Hi Phillip,
All of the things you mentioned and then some. Lately, L has been my goto lang for things I used to do in perl (yeah perl is faster at text processing but L is fast enough for the stuff I do).
I’ve also learned to use all the cpus, if you look at http://mcvoy.com/lm/L/photos.l search for parallel and go until you find the procedure thumbs(). Read that while loop and you’ll see a template for processing each file in parallel using all the cpus. I use that all over the place, L has a handy little function cpus() that (on linux at least) returns the number of cpus.
What you are doing, prototyping in tcl and migrating to L, yeah, I’ve done that (though less and less because I much prefer L, duh), mostly I’ll get frustrated at some main proc we have that doesn’t have getopt processing I like so I’ll rewrite that in L.

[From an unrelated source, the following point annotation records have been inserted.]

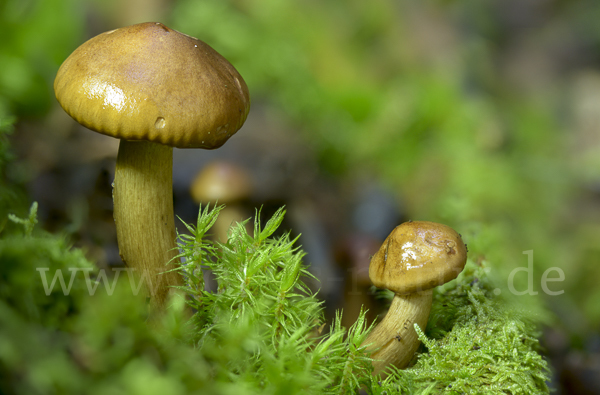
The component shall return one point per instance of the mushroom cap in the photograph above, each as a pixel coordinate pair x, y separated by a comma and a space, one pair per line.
418, 256
149, 82
221, 181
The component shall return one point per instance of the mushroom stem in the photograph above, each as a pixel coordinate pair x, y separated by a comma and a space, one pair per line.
394, 340
143, 213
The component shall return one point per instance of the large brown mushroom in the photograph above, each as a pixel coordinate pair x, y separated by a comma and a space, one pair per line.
154, 88
416, 257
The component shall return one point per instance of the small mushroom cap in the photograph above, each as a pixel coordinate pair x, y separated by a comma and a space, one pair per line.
149, 82
222, 182
418, 256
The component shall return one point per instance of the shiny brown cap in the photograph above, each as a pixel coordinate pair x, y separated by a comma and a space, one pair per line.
418, 256
222, 182
149, 82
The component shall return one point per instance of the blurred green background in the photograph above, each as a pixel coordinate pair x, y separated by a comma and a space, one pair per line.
484, 115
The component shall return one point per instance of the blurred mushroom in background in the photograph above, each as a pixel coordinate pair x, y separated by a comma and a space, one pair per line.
224, 183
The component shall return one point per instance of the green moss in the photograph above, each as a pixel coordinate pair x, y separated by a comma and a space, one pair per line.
261, 332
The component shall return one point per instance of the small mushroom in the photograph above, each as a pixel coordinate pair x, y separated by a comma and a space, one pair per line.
222, 182
154, 88
416, 257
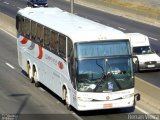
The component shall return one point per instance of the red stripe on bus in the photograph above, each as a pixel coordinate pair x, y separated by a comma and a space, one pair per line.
40, 52
24, 40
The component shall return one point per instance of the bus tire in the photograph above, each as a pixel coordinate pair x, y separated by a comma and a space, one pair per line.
66, 99
30, 73
35, 77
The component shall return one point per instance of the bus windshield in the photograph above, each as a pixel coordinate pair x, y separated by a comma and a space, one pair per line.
142, 50
109, 70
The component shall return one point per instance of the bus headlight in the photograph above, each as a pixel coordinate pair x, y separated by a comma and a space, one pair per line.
35, 5
84, 99
128, 96
158, 62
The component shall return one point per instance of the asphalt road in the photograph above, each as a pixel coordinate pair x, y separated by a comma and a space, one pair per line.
20, 97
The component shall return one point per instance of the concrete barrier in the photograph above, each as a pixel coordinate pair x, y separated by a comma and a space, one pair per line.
150, 94
7, 23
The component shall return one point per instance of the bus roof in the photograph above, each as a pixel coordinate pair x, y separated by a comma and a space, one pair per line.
75, 27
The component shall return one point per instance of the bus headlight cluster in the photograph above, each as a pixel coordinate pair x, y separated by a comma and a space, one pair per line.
84, 99
158, 62
128, 96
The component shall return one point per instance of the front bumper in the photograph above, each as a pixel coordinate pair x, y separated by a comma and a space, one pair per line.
149, 66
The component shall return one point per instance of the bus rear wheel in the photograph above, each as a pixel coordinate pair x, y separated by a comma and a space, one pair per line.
66, 98
35, 77
29, 69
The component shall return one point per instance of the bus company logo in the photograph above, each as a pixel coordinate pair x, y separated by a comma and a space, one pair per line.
107, 98
24, 40
60, 65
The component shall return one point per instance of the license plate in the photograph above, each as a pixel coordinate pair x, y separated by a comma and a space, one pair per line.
107, 105
150, 66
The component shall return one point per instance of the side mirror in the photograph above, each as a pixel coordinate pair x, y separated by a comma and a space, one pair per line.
137, 97
157, 51
135, 64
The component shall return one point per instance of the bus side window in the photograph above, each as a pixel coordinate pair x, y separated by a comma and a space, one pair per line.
69, 47
17, 23
33, 30
22, 26
54, 42
40, 34
46, 37
62, 46
27, 28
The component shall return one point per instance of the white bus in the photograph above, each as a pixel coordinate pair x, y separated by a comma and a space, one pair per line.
87, 64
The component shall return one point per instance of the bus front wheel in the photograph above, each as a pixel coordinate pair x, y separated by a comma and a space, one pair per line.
35, 77
66, 98
30, 73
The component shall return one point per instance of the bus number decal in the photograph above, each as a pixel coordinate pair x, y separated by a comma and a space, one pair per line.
24, 40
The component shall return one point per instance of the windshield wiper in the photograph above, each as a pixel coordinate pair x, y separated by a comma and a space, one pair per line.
112, 76
102, 79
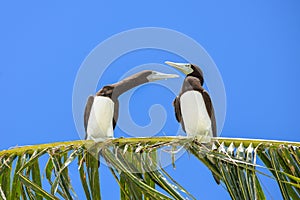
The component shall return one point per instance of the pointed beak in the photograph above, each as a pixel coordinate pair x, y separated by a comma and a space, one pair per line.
184, 67
159, 76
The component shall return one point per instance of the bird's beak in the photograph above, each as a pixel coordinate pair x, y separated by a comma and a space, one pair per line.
186, 68
159, 76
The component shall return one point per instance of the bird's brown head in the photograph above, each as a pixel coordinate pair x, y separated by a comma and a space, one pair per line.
188, 69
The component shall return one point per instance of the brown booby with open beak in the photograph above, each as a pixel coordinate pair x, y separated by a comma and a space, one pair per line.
101, 111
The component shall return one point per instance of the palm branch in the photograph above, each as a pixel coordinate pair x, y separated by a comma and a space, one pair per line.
135, 166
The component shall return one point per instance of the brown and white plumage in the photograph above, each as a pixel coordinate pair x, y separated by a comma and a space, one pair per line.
101, 111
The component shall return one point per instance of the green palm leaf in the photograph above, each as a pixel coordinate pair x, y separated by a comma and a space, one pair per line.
135, 166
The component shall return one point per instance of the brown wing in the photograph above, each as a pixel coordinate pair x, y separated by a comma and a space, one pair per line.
211, 112
87, 112
116, 113
176, 104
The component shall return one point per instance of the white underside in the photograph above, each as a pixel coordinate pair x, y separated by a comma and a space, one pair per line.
100, 121
195, 117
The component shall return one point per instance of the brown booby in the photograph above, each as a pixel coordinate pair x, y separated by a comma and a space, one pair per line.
193, 106
101, 111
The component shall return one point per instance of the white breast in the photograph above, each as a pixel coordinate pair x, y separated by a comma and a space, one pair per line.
194, 114
100, 121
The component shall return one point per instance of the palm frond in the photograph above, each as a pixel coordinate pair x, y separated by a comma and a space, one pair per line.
135, 165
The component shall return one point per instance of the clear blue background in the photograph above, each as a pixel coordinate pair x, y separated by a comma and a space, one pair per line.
254, 44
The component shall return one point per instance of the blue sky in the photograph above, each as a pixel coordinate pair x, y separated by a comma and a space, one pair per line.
254, 44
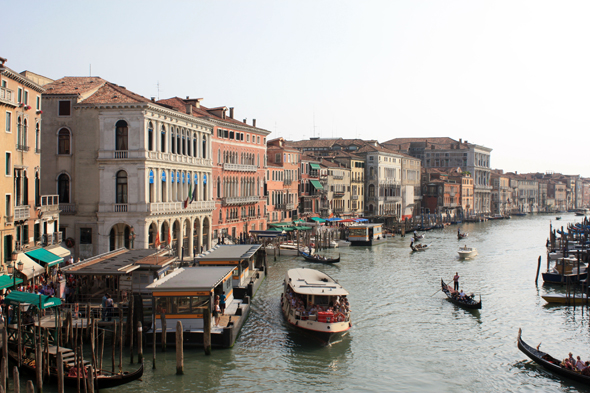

It certainly was designed so you can mix and match. Damon or Rob would have to way in but I believe it is like so:
L array is a Tcl list, L hash is a Tcl dict, L structs are a Tcl list as well. So it would be awkward for stuff like structs but you could pass them back and forth to Tcl just fine. L follows Tcl pass by “value” except it is pass by reference but copy on write, the L references are just Tcl’s upvars (though FAIR WARNING: if you pass a struct field {so a list element} by reference we do this horrible gross, but handy thing, where we put the element in a local var, pass a reference to that, and when you come back from the function it assigns the list element the value of the local var. It’s disgusting but it gives you the appearance of pass by reference on struct fields which is not a thing in Tcl).
The other fair warning is that L is based on some old interm 8.5 Tcl, we haven’t merged it forward and we haven’t fixed the Tcl tests that we broke (we use PCRE instead of whatever RE engine that Tcl uses, maybe Henry Spencers?). I can’t remember why but merging forward is a pain in the ass and it’s unlikely we’ll do it unless the user base grows and someone really wants it. Oh, and we completely broke Tcl’s threading model (that I don’t understand) which made the Tcl core team not have any interest in taking our changes back. Their loss?
I completely get the idea of using L so you can push Tcl code through C/C# people, one of our guys hates L because it’s Larry’s pet language and he didn’t see it going anywhere, but there was a commit flying past and it looked so much like C he pointed out a bug in the code without knowing it was L
Using L with Tk drives Damon nuts, he’s never liked it, we’ve never figured out a way to do it in a pleasant way. That said, it doesn’t bother me, I use it with Tk.
Debug? printf. Rob can maybe weigh in here, there are some tracing features in there that he did. Profile? I just don’t.
Editor: vim
Html - so there is some support for doing stuff with html that Damon did but I’ve never used it. I believe it’s like PHP. Damon?
Anyhoo, glad you are using it, I love L, I wish there was a C dialect that was L compat at least for the none gui stuff. I like C, I can’t stand C++ or Rust or whatever, I’m happy with C’s syntax, I just wish there was a C that picked up stuff like Tcl’s ref counting so I don’t have to do memory management, hashes as a type, all the RE stuff in expressions (and switch statements! It’s about time, right?). Rob loves it too and he’s the guy that did the compiler so it’s not dieing anytime soon, we use it all the time.